Phase recovery from the bispectrum is a central problem in speckle interferometry which can be posed as an optimization problem minimizing a weighted nonlinear least-squares objective function. We look at two different formulations of the phase recovery problem from the literature, both of which can be minimized with respect to either the recovered phase or the recovered image. Previously, strategies for solving these formulations have been limited to gradient descent or quasi-Newton methods. This article explores Gauss–Newton optimization schemes for the problem of phase recovery from the bispectrum. We implement efficient Gauss–Newton optimization schemes for all the formulations. For the two of these formulations which optimize with respect to the recovered image, we also extend to projected Gauss–Newton to enforce element-wise lower and upper bounds on the pixel intensities of the recovered image. We show that our efficient Gauss–Newton schemes result in better image reconstructions with no or limited additional computational cost compared to previously implemented first-order optimization schemes for phase recovery from the bispectrum. MATLAB implementations of all methods and simulations are made publicly available in the BiBox repository on Github.

中文翻译：

---

双谱相恢复的高斯-牛顿优化

双谱的相位恢复是散斑干涉测量中的一个核心问题，它可以作为一个优化问题来最小化加权非线性最小二乘目标函数。

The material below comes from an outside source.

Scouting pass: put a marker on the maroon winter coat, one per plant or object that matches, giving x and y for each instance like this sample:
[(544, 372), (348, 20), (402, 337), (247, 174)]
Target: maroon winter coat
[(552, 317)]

我们从文献中查看相位恢复问题的两种不同形式，这两种形式都可以相对于恢复相位或恢复图像最小化。以前，解决这些公式的策略仅限于梯度下降或拟牛顿方法。本文探讨了针对双谱相位恢复问题的 Gauss-Newton 优化方案。我们为所有公式实施了高效的高斯-牛顿优化方案。对于针对恢复图像进行优化的这两个公式，我们还扩展到投影 Gauss-Newton，以对恢复图像的像素强度实施逐元素的下限和上限。我们表明，与之前实现的用于双谱相位恢复的一阶优化方案相比，我们的高效高斯-牛顿方案可以在没有额外计算成本或额外计算成本有限的情况下实现更好的图像重建。所有方法和模拟的 MATLAB 实现都在 Github 上的 BiBox 存储库中公开提供。